Gerou forte repercussão em Apucarana o acordo firmado por três supermercados da cidade – Muffato, Cidade Canção e Condor – para funcionar no feriado de Sexta-Feira Santa. Tradicionalmente, esses estabelecimentos fecham na cidade nesta data, considerada sagrada para os católicos. Após reação negativa da Igreja Católica e de outros setores da sociedade, os supermercados decidiram voltar atrás e não vão mais abrir. Prevaleceu o bom senso. Afinal, é preciso respeitar algumas tradições e a Sexta-Feira Santa é um dia de reflexão e meditação para todos os cristãos.
O funcionamento dos supermercados no feriado religioso é o assunto mais comentado de Apucarana nos últimos dias. A reação ao acordo firmado com o sindicato dos trabalhadores gerou, na verdade, um grande mal-estar. Além dos trabalhadores dessas empresas, que ficaram evidentemente revoltados, os católicos consideraram a decisão um gesto de ganância e uma grande afronta à religião.
O padre Roberto Carrara, pároco da Catedral Nossa Senhora de Lourdes, foi a voz mais dura na cidade. Em missas do último final de semana e também em entrevistas à imprensa, ele defendeu abertamente um boicote aos supermercados.
O prefeito Beto Preto (PSD) também se envolveu na polêmica. Ele convocou representantes desses estabelecimentos para uma reunião, quando solicitou que a decisão de funcionar na Sexta-Feira Santa fosse revista.

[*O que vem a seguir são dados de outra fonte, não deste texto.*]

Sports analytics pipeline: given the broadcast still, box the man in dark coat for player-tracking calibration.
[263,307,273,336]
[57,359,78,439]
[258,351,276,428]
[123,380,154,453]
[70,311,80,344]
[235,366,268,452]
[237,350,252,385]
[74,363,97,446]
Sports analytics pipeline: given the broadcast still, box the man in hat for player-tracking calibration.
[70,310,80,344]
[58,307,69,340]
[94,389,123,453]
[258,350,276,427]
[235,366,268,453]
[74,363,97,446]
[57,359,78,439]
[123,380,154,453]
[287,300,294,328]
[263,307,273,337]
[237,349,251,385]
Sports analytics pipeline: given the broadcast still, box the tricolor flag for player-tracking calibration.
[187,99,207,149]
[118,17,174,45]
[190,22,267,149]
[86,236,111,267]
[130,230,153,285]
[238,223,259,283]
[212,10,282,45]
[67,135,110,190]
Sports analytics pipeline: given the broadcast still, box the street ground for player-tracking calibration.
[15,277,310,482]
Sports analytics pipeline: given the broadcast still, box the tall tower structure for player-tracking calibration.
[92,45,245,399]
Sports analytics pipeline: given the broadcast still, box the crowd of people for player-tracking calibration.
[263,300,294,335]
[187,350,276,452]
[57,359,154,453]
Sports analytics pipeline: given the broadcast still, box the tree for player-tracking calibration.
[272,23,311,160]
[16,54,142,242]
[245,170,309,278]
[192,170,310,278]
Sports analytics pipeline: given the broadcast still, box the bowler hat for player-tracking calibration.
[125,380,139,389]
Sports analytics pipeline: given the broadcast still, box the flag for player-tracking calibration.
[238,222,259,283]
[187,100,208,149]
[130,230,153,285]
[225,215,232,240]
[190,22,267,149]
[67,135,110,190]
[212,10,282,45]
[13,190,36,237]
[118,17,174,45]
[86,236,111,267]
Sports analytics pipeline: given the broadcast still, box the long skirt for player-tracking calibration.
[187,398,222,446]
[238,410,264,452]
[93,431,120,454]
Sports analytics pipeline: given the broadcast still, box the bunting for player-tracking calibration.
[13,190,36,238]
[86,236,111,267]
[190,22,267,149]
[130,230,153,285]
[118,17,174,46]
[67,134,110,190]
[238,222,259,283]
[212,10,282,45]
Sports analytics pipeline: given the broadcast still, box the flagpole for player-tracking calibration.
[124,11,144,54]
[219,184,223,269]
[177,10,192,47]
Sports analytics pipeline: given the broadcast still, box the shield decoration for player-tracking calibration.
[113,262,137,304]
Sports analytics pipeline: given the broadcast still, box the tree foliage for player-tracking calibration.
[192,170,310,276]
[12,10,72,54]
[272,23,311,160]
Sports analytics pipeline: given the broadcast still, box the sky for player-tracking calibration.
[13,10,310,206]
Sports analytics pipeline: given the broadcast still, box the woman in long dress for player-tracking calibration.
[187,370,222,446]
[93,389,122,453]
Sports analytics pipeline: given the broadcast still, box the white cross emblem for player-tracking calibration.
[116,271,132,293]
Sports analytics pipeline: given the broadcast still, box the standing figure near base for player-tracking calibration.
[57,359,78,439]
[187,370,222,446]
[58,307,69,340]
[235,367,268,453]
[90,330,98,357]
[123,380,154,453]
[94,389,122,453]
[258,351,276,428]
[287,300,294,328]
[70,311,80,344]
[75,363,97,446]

Por fim, os supermercados adotaram o bom senso e atenderam aos apelos da comunidade apucaranense. É importante respeitar algumas tradições, principalmente religiosas. O lucro não pode ser o único objetivo. É preciso agir de acordo com os anseios e ideais de uma comunidade, como é o caso dos católicos em Apucarana.
Afinal, não deixa de ser contraditório que os supermercados decidam fechar, por exemplo, no Carnaval, que sequer é feriado nacional. Nesse contexto, não tem sentido que a Sexta-Feira Santa, de tanto significado religioso, seja desrespeitada.,
Esse episódio envolvendo os supermercados acaba servindo como mais uma oportunidade de reflexão. Até que ponto a sociedade atual valoriza o lucro? Estamos perdendo ou deixando de lado alguns valores importantes? O aspecto comercial passou a dominar todas as nossas ações?
A polêmica dos supermercados, portanto, pode ajudar os católicos e também os não católicos a refletir e meditar sobre os nossos desafios intrínsecos.